Which errors do you expect?
Would you be able to provide a repro sample?
Hi @Kevin_Woo,
Regarding the Temporal Otel trace configuration — I expect to see all error traces, not just a percentage of them. For example, if I set the samplingRate
to 10% and there are 10 errors, I still want to see all 10 error traces, not just one.
Can you share how you’re using your sampler with Temporal SDK and how the the trace logs are configured to be sent to Datadog?
Note, Datadog contributed a interceptor (and sample-go/datadog) to generate deterministic SpanIds to handle long running workflows and workflow Replay across machines. OTel is not able to be deterministic.
func InitializeGlobalGrpcTracerProvider(ctx context.Context, cfg *Config) (*Provider, error) {
if err := validateConfig(cfg); err != nil {
return nil, fmt.Errorf("validate trace provider config: %w", err)
}
exp, err := newOtlpTraceExporter(ctx, cfg)
if err != nil {
return nil, fmt.Errorf("create otlp trace grpc exporter: %w", err)
}
bsp := sdktrace.NewBatchSpanProcessor(exp,
sdktrace.WithBatchTimeout(defaultBatchTimeout),
sdktrace.WithMaxQueueSize(defaultMaxQueueSize),
sdktrace.WithMaxExportBatchSize(defaultMaxExportBatchSize),
)
sampler := cfg.Sampler
if sampler == nil {
sampler = sdktrace.AlwaysSample()
}
res, err := newResource(ctx, cfg)
if err != nil {
return nil, fmt.Errorf("create resource: %w", err)
}
tp := sdktrace.NewTracerProvider(
sdktrace.WithSpanProcessor(bsp),
sdktrace.WithSampler(sampler),
sdktrace.WithResource(res),
)
otel.SetTracerProvider(tp)
otel.SetTextMapPropagator(propagation.NewCompositeTextMapPropagator(
propagation.TraceContext{},
propagation.Baggage{},
))
return &Provider{
tp: tp,
config: cfg,
}, nil
}
// getSamplingRate converts a string sampling ratio to a float64 rate.

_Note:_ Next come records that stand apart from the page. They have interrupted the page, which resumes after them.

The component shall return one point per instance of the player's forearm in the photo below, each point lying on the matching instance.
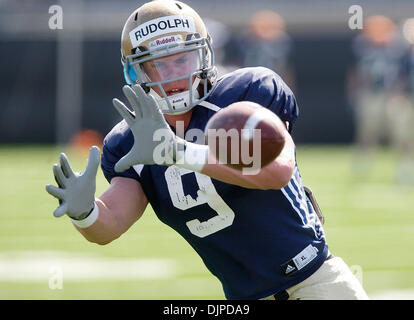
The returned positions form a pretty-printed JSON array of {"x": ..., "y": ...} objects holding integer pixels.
[
  {"x": 119, "y": 207},
  {"x": 105, "y": 229}
]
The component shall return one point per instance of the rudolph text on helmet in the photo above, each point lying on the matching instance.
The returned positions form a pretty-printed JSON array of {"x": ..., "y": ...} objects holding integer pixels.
[
  {"x": 233, "y": 147},
  {"x": 161, "y": 26}
]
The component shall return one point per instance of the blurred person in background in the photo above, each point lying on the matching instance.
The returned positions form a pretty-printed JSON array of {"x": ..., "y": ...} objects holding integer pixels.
[
  {"x": 406, "y": 169},
  {"x": 265, "y": 43},
  {"x": 377, "y": 90}
]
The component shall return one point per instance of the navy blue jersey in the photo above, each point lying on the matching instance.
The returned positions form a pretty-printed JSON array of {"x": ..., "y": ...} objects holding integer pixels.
[{"x": 255, "y": 242}]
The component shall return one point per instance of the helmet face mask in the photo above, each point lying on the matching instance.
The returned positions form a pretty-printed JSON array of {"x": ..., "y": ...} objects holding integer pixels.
[{"x": 170, "y": 55}]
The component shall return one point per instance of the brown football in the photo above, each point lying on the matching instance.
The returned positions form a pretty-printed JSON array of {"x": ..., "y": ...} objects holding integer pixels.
[{"x": 245, "y": 135}]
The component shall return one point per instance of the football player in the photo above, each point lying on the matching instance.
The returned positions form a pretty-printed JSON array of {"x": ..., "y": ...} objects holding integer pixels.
[{"x": 258, "y": 234}]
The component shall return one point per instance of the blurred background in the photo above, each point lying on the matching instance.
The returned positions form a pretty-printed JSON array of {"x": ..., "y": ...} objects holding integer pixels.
[{"x": 351, "y": 67}]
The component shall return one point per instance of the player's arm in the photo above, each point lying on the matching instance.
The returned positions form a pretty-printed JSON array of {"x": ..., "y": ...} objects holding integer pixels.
[
  {"x": 119, "y": 207},
  {"x": 276, "y": 175},
  {"x": 99, "y": 220},
  {"x": 146, "y": 119}
]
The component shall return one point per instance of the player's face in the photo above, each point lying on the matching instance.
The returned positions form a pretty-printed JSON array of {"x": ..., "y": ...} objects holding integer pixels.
[{"x": 170, "y": 67}]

// The input can be either:
// - A ratio between 0 and 1 (e.g., "0.1" for 10% sampling)
// - A percentage between 0 and 100 (e.g., "10" for 10% sampling)
// Returns defaultSamplingRatio if the input is invalid.

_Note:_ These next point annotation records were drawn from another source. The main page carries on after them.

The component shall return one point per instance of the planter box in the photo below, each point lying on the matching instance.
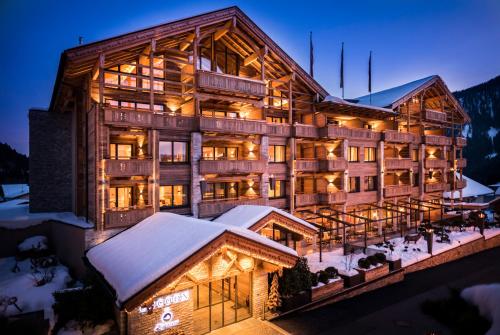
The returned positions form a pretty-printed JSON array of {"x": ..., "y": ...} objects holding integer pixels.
[
  {"x": 394, "y": 265},
  {"x": 371, "y": 274},
  {"x": 350, "y": 281},
  {"x": 289, "y": 303},
  {"x": 327, "y": 290}
]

func getSamplingRate(samplingRatio string) float64 {
if samplingRatio == "" {
return defaultSamplingRatio
}
v, err := strconv.ParseFloat(samplingRatio, 64)
if err != nil {
config.Logger.Debug("invalid sampling ratio",
zap.String("value", samplingRatio),
zap.Error(err))
return defaultSamplingRatio
}
switch {
case v == 0:
config.Logger.Debug("sampling ratio cannot be zero")
return defaultSamplingRatio
case v > 0 && v <= 1:
// Input is already a ratio (including 1), use as is
return v
case v > 1 && v <= 100:
// Input is a percentage, convert to ratio
return v / percentageFactor
default:
config.Logger.Debug("sampling ratio out of range",
zap.Float64("value", v))
return defaultSamplingRatio
}
}
Thanks, taking a look. Another question popped up while thinking through this, are you looking to try to capture SDK errors or it’s just errors thrown from your Workflow and Activities?
I don’t believe the SDKs are setup to emit spans, so you’ll only get results from the stuff you instrument, but I’ll also double check this.
Also are you using Datadog’s OTel SDK, or just plain OTel?
I suspect your ShouldSample()
method is not correctly matching errors so that they show up 100% of the time, instead they’re hitting the TraceIDRatioBased
sampler.
For Datadog’s error key matches, they are using these keys, I think specifically the errors are keyed by error.message
instead of just error
.
For OTel’s specific, I believe it’s keyed as exception.message
(v1.33.0).
Try doing a strings.Contains(attr.Key, "error")
and strings.Contains(attr.Key, "exception")
to see if that gets you into that condition?